Where would we fit, exactly, in the vision of The Nashville Statement?
You see, the underlying idea of The Nashville Statement is complementarianism, the idea that men and women have different bodies and thus different roles in marriage, and that marriage requires this balance of bodies and roles – in the same exact way, every time – in order to be valid in the sight of God.
There’s a photo that went viral this week supposedly, to the minds of its champions, illustrating this principle.
What I want to say about this picture: Good for them. It works for them. In this moment, at least.
It wouldn’t work in my family. I can’t carry my wife. Some of that is the surgeries I had a few years ago – I’m really not supposed to carry anything much heavier than a gallon of milk, to my enduring shame at the grocery store when she lifts everything and I have to just watch.
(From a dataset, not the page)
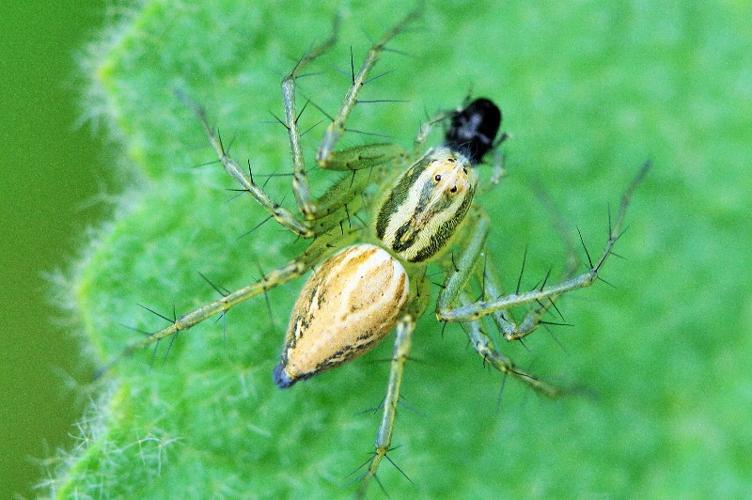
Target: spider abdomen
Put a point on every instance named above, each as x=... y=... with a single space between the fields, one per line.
x=346 y=307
But some of that is: She’s a sturdy woman. Even at my best, I wasn’t carrying her around.
But: Since my surgeries, she’s used her strength a number of times to help me out of baths, to stabilize me when I’m weak, to do chores that I need to let go. We are complementary, just not in the way (apparently) we’re supposed to be.
Matt Walsh, who posted the picture above, writes elsewhere this week: “’Gender roles’ are founded on biology, not bigotry.”
That’s only mostly true, and not true enough for our purposes.
Yes: Men are generally bigger and stronger than women. Women are generally smaller and weaker than men. Generally. Not always.
The problem with complementarianism is that it takes those general truths and insists they govern lives at the individual level, whether or not — as in the life of my family — it may not be practical or even desirable. The Nashville folks tell us we have to live this way too.
But I don’t wanna.
When we started our discussion of The Nashville Statement, I suggested it was the “triumph of learned theology over lived experience.” This is the kind of thing I’m talking about. Theology that doesn’t permit the influence of actual lives is just airless ivory tower hypothesizing. Theology that only permits the influence of lives that affirm it – and disregards counterexamples – is tendentious hypothesizing. Either way: The Nashville Statement doesn’t look like my life, my family’s life, or the life lived by many friends of mine.
I’ll stick with my family and friends.